Speaker of the National Assembly of Malawi
- In office June 1994 – June 1999
- Preceded by: Brian Mtawali
- Succeeded by: Sam Mpasu
- In office June 2004 – June 2005
- Preceded by: Davis Katsonga
- Succeeded by: Louis Chimango

Personal details
- Born: 1 January 1936 Nthalire, Chitipa District, Nyasaland
- Died: 27 June 2005 (aged 69) Johannesburg, South Africa
- Party: MCP (1970s) AFORD (1994–1999) UDF (from 1999)

= Rodwell Munyenyembe =

Malawian politician

Rodwell Thomas Changara Munyenyembe (1 January 1936 – 27 June 2005) was a Malawian politician who served twice as Speaker of the National Assembly, from 1994 to 1999 and again from 2004 until his death. He also twice served as a cabinet minister, in the governments of Hastings Banda and Bakili Muluzi. He worked as a teacher prior to entering politics.

==Early life==
Munyenyembe was born in Nthalire, a village in the Chitipa District of the Northern Region. He studied at a teachers' college in Domasi, and received his qualification in 1960, subsequently working as a primary school teacher. Munyenyembe later undertook further training in England in order to become a teacher of the deaf, receiving a certificate in deaf education from Manchester Metropolitan University in 1966 and a certificate in audiometry from the University of London in 1967.

==Politics==
Munyenyembe was elected to the National Assembly in 1971, representing the Malawi Congress Party (MCP). He entered cabinet just a few years later, becoming Minister for Information and Broadcasting in the government of Hastings Banda. In August 1973, his previous title was abolished and he was instead made Minister for Community Development and Social Welfare. In February 1974, Munyenyembe also replaced John Msonthi as Minister for Education, taking charge of two ministries for a few weeks until his earlier portfolio was transferred to Dominic Kainja Nthara. Within his party, he became a member of the MCP's national executive committee in May 1974, and was also made deputy chairman of the party for the Northern Region. However, he had a falling out with Hastings Banda a few years later, and in July 1977 was removed both from cabinet and from the MCP committee. Once his first stint in politics was over, Munyenyembe moved to Rumphi and took up tobacco farming. He eventually became chairman of the Tobacco Association of Malawi.

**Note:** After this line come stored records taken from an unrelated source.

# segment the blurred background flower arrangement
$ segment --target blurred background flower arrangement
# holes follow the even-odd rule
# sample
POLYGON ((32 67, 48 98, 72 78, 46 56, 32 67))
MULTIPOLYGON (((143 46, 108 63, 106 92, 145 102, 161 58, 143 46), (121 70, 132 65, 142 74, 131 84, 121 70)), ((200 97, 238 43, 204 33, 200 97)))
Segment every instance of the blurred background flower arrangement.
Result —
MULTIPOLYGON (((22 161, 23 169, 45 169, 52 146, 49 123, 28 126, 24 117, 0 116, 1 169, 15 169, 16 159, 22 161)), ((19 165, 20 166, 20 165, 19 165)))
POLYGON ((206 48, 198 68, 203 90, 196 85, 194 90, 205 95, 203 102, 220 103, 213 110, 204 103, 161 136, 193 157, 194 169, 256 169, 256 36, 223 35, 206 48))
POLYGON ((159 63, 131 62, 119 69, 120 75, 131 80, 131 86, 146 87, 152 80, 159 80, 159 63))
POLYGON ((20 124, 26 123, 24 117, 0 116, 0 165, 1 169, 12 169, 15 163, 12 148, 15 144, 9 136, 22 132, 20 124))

At the 1994 general election, Munyenyembe re-entered the National Assembly as a candidate of the Alliance for Democracy (AFORD), standing in the Chitipa South constituency. The election resulted in a hung parliament, with the United Democratic Front (UDF) winning the majority of seats and AFORD holding the balance of power. In negotiations to form a new government, it was agreed that Munyenyembe would take on the speakership. He held the position until his defeat at the 1999 election, where he stood as a UDF-backed independent. Despite losing his seat in the National Assembly, Munyenyembe remained involved in politics, with President Bakili Muluzi appointed him to the position of Minister of State for Presidential Affairs. He was made Minister for Defence a few months later. At the 2004 general election, at which Muluzi left office, Munyenyembe was re-elected to parliament, standing for the UDF in Chitipa North. He was subsequently also re-elected to the speakership.

==Death==
In June 2005, Munyenyembe had a severe stroke in the speaker's chair while officiating on a motion to impeach President Bingu wa Mutharika. He was carried out of the chamber unconscious, and subsequently flown to South Africa to receive medical treatment. He died at Milpark Hospital, Johannesburg, a few days later, from a heart attack.